4) Spread the cooled sausage crumbles evenly across the bread.

5) Sprinkle the sausage with shredded cheese (I used mozzarella).

6) Crack all six eggs into one bowl and whisk thoroughly until they are completely combined. Add the heavy cream and mix, then add the milk to dilute it until it is thin enough to pour easily.

7) Add salt, pepper, and garlic powder to taste. I used about a teaspoon of salt, a few grinds of black pepper, and about a teaspoon of garlic powder. Mix thoroughly.

8) Pour egg mixture over the top of the sausage layer in the pan, being sure to cover the entire pan evenly. Some sausage will stick out of the top, which is fine, but most of the sausage should be covered.

9) Sprinkle shredded cheese on top (I used Tillamook sharp cheddar).

10) Preheat oven to 350F, and then bake the casserole for at least 30 minutes and up to 45 minutes (depending on your oven and pan/dish selection). The casserole is done when the center is cooked through (test with a toothpick - it should come out clean) and the cheese is lightly browned.

Browning sausage is fun! This was a full pound of Jimmy Dean maple breakfast sausage.

Bread and cheese placement is critical - the bread should cover the entire bottom of the pan, in order to provide a solid foundation for your casserole.

Sausage and the second cheese layer.

Egg mixture fully added - still an inch of clearance on the pan to avoid boilover, but nearly all of the sausage is covered.
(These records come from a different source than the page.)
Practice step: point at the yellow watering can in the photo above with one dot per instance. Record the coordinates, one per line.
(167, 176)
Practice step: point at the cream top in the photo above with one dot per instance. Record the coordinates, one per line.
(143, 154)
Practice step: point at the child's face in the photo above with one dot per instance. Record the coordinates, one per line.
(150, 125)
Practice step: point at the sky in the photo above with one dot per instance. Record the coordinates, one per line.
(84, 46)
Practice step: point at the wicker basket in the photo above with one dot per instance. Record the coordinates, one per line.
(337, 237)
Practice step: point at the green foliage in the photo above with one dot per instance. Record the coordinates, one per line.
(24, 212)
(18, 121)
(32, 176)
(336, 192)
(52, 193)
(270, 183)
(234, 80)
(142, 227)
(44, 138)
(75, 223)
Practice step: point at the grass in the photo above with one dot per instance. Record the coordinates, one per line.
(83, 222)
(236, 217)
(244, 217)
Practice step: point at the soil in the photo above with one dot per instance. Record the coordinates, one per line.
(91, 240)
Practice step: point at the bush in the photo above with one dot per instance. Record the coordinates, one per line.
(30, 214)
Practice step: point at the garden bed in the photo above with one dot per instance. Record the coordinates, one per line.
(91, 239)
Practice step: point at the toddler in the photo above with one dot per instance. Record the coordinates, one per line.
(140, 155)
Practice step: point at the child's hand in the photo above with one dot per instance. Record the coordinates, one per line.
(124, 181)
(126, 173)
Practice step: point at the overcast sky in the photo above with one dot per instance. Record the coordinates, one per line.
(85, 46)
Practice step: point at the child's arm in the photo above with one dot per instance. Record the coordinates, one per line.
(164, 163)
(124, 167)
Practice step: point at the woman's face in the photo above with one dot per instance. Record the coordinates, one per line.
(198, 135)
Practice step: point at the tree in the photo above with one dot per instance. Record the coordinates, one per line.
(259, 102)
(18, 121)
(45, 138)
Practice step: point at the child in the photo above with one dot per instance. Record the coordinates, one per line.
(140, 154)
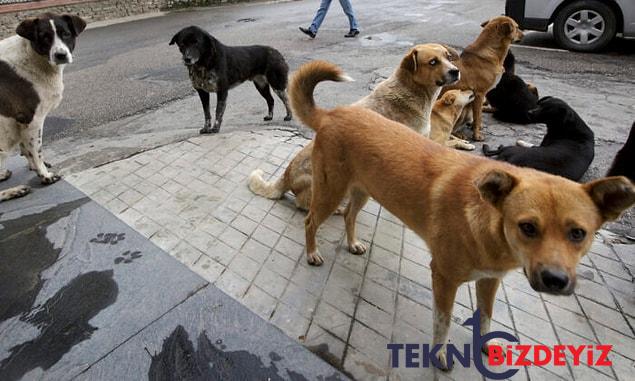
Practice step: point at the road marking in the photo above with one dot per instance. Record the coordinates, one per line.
(540, 48)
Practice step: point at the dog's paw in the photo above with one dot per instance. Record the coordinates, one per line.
(357, 248)
(50, 178)
(442, 358)
(5, 175)
(314, 259)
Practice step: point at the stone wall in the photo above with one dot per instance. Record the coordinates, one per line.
(92, 10)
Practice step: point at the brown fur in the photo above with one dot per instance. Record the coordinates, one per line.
(406, 96)
(471, 211)
(481, 63)
(446, 114)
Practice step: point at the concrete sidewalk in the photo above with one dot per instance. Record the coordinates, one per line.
(83, 296)
(190, 198)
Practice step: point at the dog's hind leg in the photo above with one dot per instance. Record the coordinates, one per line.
(485, 294)
(490, 152)
(204, 96)
(328, 191)
(282, 94)
(356, 203)
(263, 88)
(4, 172)
(444, 290)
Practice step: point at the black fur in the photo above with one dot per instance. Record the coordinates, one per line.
(511, 98)
(624, 162)
(214, 67)
(567, 149)
(18, 98)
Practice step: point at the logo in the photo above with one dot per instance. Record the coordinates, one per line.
(514, 355)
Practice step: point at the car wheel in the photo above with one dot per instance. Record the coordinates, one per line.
(585, 26)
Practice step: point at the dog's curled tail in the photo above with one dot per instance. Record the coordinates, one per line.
(303, 84)
(269, 189)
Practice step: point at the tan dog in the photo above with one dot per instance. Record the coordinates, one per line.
(481, 63)
(480, 218)
(446, 114)
(406, 96)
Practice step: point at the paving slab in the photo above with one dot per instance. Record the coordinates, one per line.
(349, 308)
(83, 295)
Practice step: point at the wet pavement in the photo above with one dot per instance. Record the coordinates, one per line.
(84, 296)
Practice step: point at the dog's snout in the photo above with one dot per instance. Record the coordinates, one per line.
(61, 57)
(554, 280)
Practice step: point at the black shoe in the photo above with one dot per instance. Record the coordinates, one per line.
(308, 32)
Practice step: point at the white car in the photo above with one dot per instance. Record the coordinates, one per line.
(582, 25)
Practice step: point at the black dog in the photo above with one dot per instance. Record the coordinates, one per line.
(566, 150)
(624, 162)
(216, 68)
(512, 98)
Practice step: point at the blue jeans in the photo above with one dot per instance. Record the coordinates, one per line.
(324, 7)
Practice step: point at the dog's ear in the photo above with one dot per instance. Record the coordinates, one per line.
(409, 62)
(174, 39)
(612, 195)
(505, 28)
(76, 23)
(495, 185)
(28, 29)
(453, 55)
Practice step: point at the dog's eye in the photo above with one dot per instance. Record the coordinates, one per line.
(577, 235)
(528, 229)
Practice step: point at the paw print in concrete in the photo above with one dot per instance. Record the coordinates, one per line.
(128, 257)
(109, 238)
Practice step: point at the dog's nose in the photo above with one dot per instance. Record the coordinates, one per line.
(61, 57)
(554, 280)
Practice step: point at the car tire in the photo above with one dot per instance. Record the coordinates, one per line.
(585, 26)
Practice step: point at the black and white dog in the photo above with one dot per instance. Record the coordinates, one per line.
(567, 149)
(216, 68)
(31, 66)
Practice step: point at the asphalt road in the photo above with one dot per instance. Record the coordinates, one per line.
(128, 68)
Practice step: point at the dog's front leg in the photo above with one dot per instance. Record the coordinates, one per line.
(485, 296)
(444, 291)
(32, 145)
(204, 96)
(221, 102)
(477, 111)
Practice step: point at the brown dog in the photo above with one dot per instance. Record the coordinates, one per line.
(406, 96)
(481, 63)
(446, 114)
(480, 218)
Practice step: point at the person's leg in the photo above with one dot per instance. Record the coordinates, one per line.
(348, 10)
(319, 15)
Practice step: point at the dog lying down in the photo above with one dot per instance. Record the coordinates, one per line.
(567, 149)
(480, 218)
(512, 98)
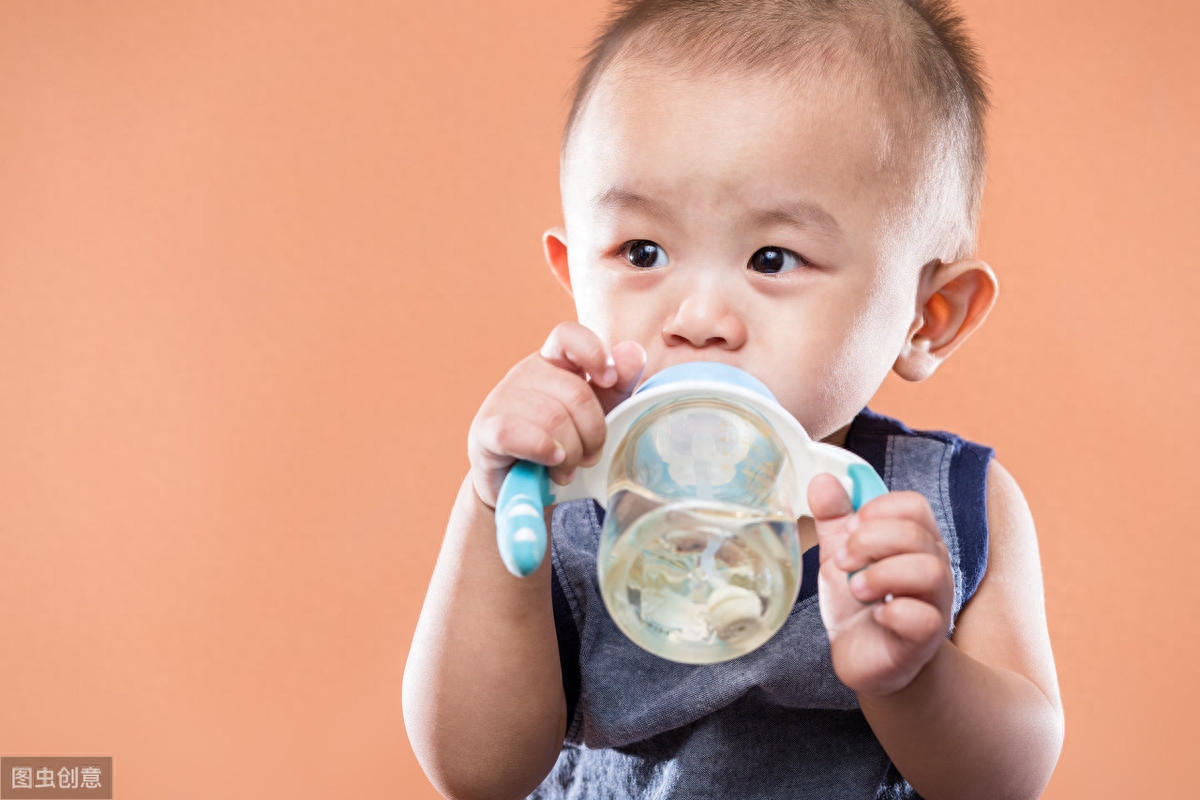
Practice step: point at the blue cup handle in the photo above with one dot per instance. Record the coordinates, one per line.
(520, 517)
(868, 485)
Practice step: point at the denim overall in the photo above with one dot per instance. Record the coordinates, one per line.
(773, 723)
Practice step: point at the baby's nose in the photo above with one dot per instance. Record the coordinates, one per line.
(706, 316)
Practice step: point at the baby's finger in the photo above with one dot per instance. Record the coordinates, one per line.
(504, 438)
(565, 400)
(877, 540)
(899, 505)
(577, 349)
(630, 361)
(921, 576)
(912, 620)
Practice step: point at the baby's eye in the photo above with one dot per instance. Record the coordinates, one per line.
(645, 253)
(772, 260)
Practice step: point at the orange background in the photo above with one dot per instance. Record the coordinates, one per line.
(257, 263)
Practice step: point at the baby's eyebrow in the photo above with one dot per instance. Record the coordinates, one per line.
(623, 199)
(798, 214)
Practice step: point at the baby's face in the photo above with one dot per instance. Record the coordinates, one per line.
(741, 220)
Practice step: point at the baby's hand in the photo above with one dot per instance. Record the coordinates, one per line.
(886, 585)
(550, 408)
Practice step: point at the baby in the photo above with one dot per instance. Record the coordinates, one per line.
(791, 187)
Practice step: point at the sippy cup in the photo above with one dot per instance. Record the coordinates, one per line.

Casserole is complete and ready to go into the oven.

Casserole is done baking and is ready to eat!

This recipe is pretty malleable and adjustable to your own taste - use a spicier sausage, use different types of cheese (just not fresh squishy cheese, it will have too much liquid), or add additional flavorings. I've also added toasted onions or freshly sauteed scallions and garlic, and adding in diced peppers would go well to make a spicier result. The recipe can be paused after Step 9 and put in the refrigerator overnight, so that the casserole can be made ahead and baked the next morning (remember to let the casserole warm to room temperature or add additional baking time). Finally, I doubled the recipe and used a 9"x13" casserole dish to make enough for 12 or more servings with ease.

The resulting casserole will keep nicely in the fridge and reheat easily in either the oven or the microwave for about two days, so for example the 6-serving version lasted Chris and I through three days. I wouldn't keep it much longer than that, however, due to the combination of egg and sausage present.

Let 2011 continue on this tasty course!